It's Not Section 230 of the Communications Decency Act
An open letter to the Electronic Frontier Foundation. Links have been wikified.
To Whom It May Concern:
Thank you for all the good work you have done in supporting Internet freedom and opposing legislation that would abridge or violate it. I also greatly appreciate your simple statement of why Section 230 of Title 47 of the US Code is a good law and should not be repealed. However, I do have an issue with your reference to it as section 230 of the Communications Decency Act, for two reasons: it is factually incorrect and it is misleading.
Calling it section 230 of the Communications Decency Act is factually incorrect. The Communications Decency Act was not its own law, but was Title V of the Telecommunications Act of 1996, and so in a strict sense does not have its own section numbers. In fact, the section number 230 comes from an insertion made by section 509 of the Telecommunications Act into the Communications Act of 1934; it was also assigned the number 230 when it was codified into Title 47 of the US Code.

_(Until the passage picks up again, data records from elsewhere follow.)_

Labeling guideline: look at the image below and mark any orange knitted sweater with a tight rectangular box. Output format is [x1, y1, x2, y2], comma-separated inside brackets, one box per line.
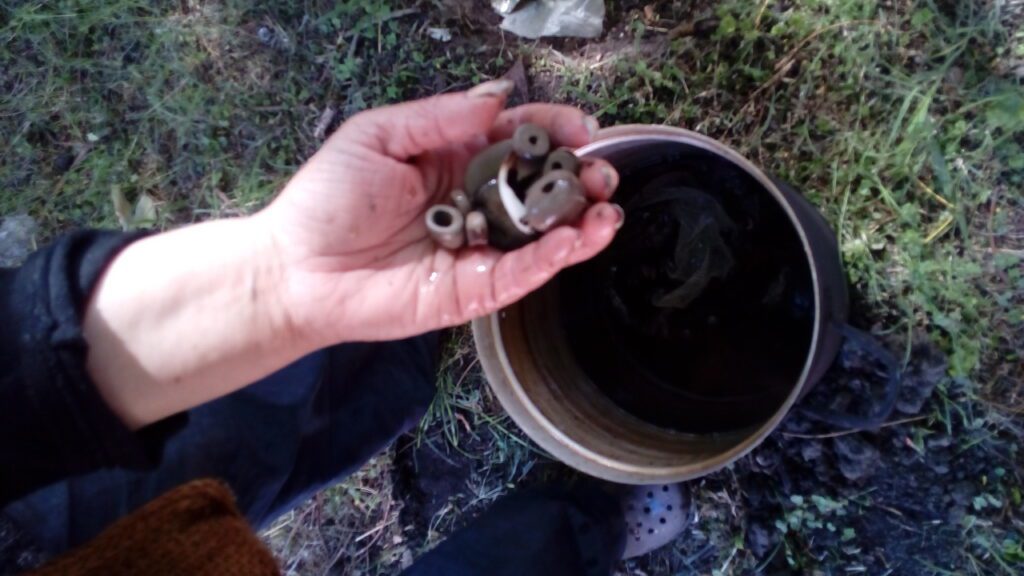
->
[29, 479, 279, 576]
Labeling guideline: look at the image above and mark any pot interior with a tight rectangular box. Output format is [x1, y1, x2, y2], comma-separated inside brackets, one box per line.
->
[491, 135, 818, 477]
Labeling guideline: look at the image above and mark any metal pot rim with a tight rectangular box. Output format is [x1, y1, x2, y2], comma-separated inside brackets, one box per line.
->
[473, 125, 825, 483]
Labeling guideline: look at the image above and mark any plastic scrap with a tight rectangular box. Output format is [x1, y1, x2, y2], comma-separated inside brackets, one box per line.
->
[498, 0, 605, 39]
[491, 0, 524, 15]
[427, 27, 452, 42]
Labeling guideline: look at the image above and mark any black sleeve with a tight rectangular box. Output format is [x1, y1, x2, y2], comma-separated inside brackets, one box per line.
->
[0, 230, 185, 507]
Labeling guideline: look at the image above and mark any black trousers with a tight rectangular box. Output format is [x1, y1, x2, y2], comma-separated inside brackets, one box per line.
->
[3, 335, 624, 575]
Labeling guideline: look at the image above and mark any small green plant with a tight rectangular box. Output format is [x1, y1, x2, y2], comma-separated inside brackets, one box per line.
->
[776, 494, 850, 534]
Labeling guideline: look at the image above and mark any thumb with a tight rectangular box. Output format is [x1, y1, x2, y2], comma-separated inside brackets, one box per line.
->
[346, 79, 514, 159]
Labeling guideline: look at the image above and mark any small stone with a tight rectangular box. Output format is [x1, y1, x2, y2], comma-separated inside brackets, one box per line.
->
[896, 343, 947, 415]
[745, 520, 776, 558]
[925, 435, 953, 450]
[427, 27, 452, 42]
[0, 215, 39, 268]
[400, 549, 413, 569]
[800, 440, 824, 462]
[832, 435, 880, 481]
[53, 151, 75, 174]
[752, 446, 780, 472]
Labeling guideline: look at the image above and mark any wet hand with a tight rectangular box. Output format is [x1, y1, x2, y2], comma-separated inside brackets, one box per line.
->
[260, 81, 621, 343]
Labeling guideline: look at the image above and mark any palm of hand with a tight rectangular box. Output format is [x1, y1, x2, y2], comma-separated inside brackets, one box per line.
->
[264, 86, 621, 344]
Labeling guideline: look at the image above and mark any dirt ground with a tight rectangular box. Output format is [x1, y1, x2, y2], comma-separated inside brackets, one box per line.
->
[325, 331, 1016, 576]
[1, 0, 1021, 574]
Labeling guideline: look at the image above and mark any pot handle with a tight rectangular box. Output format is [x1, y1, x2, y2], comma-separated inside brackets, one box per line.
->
[798, 324, 902, 431]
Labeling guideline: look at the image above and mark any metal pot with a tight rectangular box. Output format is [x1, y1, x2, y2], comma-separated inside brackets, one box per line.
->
[472, 125, 850, 484]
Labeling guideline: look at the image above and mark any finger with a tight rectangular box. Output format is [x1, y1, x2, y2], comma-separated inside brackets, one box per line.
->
[487, 202, 623, 310]
[561, 202, 622, 267]
[488, 228, 580, 310]
[578, 158, 620, 202]
[444, 230, 575, 324]
[442, 201, 622, 324]
[488, 104, 600, 148]
[448, 247, 505, 320]
[344, 79, 514, 159]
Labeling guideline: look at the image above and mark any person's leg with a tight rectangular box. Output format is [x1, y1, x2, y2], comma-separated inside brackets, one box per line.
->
[402, 482, 626, 576]
[2, 334, 438, 554]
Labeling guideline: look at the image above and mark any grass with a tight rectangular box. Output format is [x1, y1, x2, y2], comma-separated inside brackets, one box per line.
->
[0, 0, 499, 231]
[1, 0, 1021, 574]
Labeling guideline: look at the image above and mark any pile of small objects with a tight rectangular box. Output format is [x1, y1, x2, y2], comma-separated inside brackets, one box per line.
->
[425, 123, 589, 251]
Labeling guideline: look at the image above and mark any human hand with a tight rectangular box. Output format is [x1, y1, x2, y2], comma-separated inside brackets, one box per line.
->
[260, 80, 621, 344]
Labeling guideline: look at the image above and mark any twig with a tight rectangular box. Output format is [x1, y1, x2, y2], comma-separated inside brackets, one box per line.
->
[780, 415, 929, 439]
[754, 0, 771, 29]
[454, 411, 473, 434]
[283, 503, 317, 556]
[343, 9, 417, 60]
[924, 213, 954, 244]
[453, 356, 480, 391]
[875, 503, 906, 518]
[352, 513, 397, 546]
[667, 20, 695, 39]
[667, 17, 718, 40]
[915, 179, 953, 208]
[313, 105, 337, 140]
[380, 8, 418, 22]
[321, 531, 355, 576]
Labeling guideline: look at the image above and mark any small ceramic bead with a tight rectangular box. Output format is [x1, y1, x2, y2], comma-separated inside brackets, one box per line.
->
[522, 170, 588, 232]
[450, 189, 472, 214]
[465, 211, 489, 247]
[512, 123, 550, 160]
[464, 140, 513, 198]
[428, 129, 588, 251]
[543, 148, 581, 175]
[425, 205, 465, 250]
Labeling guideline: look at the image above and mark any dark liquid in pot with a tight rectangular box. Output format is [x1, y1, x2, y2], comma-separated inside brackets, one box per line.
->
[558, 147, 815, 434]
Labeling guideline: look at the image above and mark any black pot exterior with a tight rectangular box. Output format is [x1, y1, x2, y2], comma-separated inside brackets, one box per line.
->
[773, 181, 849, 390]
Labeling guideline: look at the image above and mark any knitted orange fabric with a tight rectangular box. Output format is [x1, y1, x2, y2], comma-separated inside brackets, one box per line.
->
[29, 479, 280, 576]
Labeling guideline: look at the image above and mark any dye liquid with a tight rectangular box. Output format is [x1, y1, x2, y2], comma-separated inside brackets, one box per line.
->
[559, 147, 814, 434]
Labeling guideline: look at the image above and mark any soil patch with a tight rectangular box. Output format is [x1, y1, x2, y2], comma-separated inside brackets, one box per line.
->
[636, 339, 1020, 575]
[392, 434, 481, 535]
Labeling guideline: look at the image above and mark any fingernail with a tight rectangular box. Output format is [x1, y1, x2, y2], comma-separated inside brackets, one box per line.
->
[601, 164, 619, 193]
[583, 115, 600, 141]
[468, 78, 514, 99]
[610, 203, 625, 230]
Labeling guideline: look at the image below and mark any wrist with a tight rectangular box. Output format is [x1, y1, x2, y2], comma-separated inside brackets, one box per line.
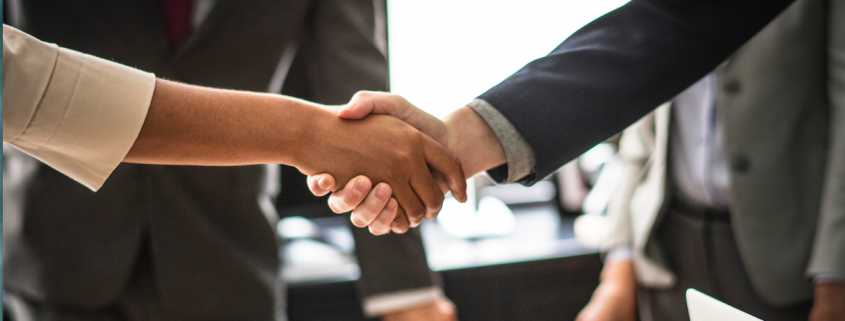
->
[601, 260, 636, 289]
[815, 282, 845, 298]
[443, 106, 507, 177]
[283, 101, 337, 170]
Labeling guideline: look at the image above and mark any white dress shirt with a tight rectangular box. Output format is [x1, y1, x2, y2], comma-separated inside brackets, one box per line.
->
[669, 71, 732, 209]
[2, 25, 155, 191]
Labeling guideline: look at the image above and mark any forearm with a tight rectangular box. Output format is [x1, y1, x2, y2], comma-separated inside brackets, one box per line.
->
[600, 259, 636, 292]
[810, 282, 845, 321]
[126, 79, 325, 167]
[130, 82, 465, 224]
[576, 259, 637, 321]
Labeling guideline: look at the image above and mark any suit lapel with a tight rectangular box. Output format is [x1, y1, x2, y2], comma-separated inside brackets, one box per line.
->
[138, 0, 173, 66]
[163, 0, 311, 69]
[165, 0, 233, 65]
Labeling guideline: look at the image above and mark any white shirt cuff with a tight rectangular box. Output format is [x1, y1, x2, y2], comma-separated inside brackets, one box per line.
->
[604, 246, 634, 265]
[361, 286, 444, 317]
[814, 274, 845, 284]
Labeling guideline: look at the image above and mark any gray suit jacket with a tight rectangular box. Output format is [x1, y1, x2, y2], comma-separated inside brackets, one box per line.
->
[605, 0, 845, 306]
[3, 0, 435, 318]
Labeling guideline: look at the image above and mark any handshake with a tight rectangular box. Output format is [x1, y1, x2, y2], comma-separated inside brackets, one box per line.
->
[298, 91, 508, 235]
[124, 80, 512, 236]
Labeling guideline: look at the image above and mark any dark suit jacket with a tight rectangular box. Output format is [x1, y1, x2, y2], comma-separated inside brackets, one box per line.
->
[3, 1, 435, 319]
[478, 0, 798, 185]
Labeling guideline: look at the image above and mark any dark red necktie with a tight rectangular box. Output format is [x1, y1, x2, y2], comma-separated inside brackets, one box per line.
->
[160, 0, 195, 48]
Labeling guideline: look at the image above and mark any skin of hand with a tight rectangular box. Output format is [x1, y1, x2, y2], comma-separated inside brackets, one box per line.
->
[381, 297, 458, 321]
[307, 91, 506, 232]
[127, 80, 466, 231]
[809, 282, 845, 321]
[309, 174, 402, 235]
[575, 260, 638, 321]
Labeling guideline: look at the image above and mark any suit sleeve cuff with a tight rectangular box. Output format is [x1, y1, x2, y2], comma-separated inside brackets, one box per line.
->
[467, 98, 536, 184]
[361, 286, 444, 317]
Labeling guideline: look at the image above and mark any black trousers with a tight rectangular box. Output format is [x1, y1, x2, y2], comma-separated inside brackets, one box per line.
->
[638, 198, 812, 321]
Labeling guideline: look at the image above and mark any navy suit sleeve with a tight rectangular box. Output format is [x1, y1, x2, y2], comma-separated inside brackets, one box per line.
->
[478, 0, 795, 185]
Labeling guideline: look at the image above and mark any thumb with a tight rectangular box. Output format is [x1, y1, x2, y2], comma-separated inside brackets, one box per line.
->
[339, 91, 381, 119]
[307, 173, 336, 196]
[338, 100, 375, 120]
[340, 91, 413, 120]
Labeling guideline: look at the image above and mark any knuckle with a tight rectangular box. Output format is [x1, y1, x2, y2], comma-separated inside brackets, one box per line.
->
[342, 192, 359, 208]
[428, 194, 444, 211]
[426, 205, 442, 220]
[328, 200, 344, 214]
[408, 217, 422, 227]
[391, 225, 409, 234]
[450, 156, 463, 173]
[392, 211, 408, 227]
[352, 207, 376, 222]
[414, 207, 428, 224]
[409, 202, 426, 219]
[353, 91, 372, 100]
[371, 222, 391, 235]
[373, 224, 391, 235]
[350, 214, 369, 228]
[395, 149, 414, 163]
[368, 225, 383, 235]
[381, 172, 400, 187]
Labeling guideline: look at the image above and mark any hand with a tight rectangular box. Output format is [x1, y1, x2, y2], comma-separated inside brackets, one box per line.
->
[809, 283, 845, 321]
[575, 260, 637, 321]
[382, 297, 458, 321]
[340, 92, 506, 177]
[308, 92, 506, 233]
[339, 92, 455, 151]
[309, 174, 401, 235]
[296, 112, 466, 233]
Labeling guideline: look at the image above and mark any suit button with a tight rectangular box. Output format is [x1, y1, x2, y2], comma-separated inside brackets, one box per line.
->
[731, 154, 751, 173]
[724, 78, 741, 94]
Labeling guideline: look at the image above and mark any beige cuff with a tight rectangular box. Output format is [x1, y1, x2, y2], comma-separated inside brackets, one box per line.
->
[4, 25, 155, 191]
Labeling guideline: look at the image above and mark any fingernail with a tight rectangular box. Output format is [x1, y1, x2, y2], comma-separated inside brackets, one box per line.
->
[318, 176, 331, 190]
[339, 104, 356, 116]
[375, 185, 390, 201]
[353, 180, 366, 196]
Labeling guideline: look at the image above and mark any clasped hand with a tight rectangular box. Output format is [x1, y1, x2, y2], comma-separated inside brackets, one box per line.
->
[297, 93, 468, 234]
[304, 92, 471, 235]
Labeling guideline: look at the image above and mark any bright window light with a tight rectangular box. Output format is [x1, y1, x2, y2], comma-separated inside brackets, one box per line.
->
[387, 0, 630, 118]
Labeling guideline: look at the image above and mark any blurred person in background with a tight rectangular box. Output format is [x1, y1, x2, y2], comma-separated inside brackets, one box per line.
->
[2, 1, 455, 320]
[575, 0, 845, 320]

It is also misleading to refer to it as part of the Communications Decency Act; it is not and was never intended to be. For example, during the debate on it in the House of Representatives, Representative Barton said "I think it is a much better approach than the approach that has been taken in the Senate by the Exon amendment [the Communications Decency Act]." Representative Lofgren said "Senator Exon's approach is not the right way." Representative Markey said "It is a significant improvement over the approach of the Senator from Nebraska, Senator Exon." This sentiment was echoed in the Senate. Senator Feingold said "Mr. President, I urge the conference committee to reject the Exon-Coats and Hyde provisions during its deliberations and to maintain the Cox-Wyden amendment adopted overwhelmingly by the House of Representatives." (The Hyde amendment, not to be confused with the anti-abortion one, was passed by the House along with the Cox-Wyden amendment, or what would become section 230, though, it must be noted, without the unanimity that marked the passage of the latter.) To refer to it as part of the CDA creates the impression that it was somehow complementary to the punitive and restrictive scheme imposed by the CDA, when it was an attempt to replace the CDA altogether. This is a line of attack that has been pursued by many opponents to 230: they hold that since the CDA was (rightly) struck down by the Supreme Court in 1997, section 230 should have gone with it and, as it stands, is only one piece of the puzzle. In fact, before I looked into the legislative history, that was the opinion I held.
There are many more alternative ways to refer to section 230. Just plain "Section 230" would suffice for most cases, since it is apparent to both its proponents and opponents which section 230 you are talking about. Another name could be "Internet Freedom and Family Empowerment Act", which was, after all, the name under which section 230 was originally introduced, which shortens quite naturally to the very memorable "Internet Freedom Act". It could also be referred to as the "Cox-Wyden Amendment", to honor the names of those that introduced it, although I can see why this may not be desirable given the latter is still serving in the Senate.
It is tempting to respond "What's in a name? That which we call a rose by any other name would smell as sweet." But certainly we don't want Capulets thinking their best friend is a Montague when he is demonstrably not. Stating that Section 230 is not part of the Communications Decency Act will create a true impression of it and bolster your cause to keep it sacred through the years to come.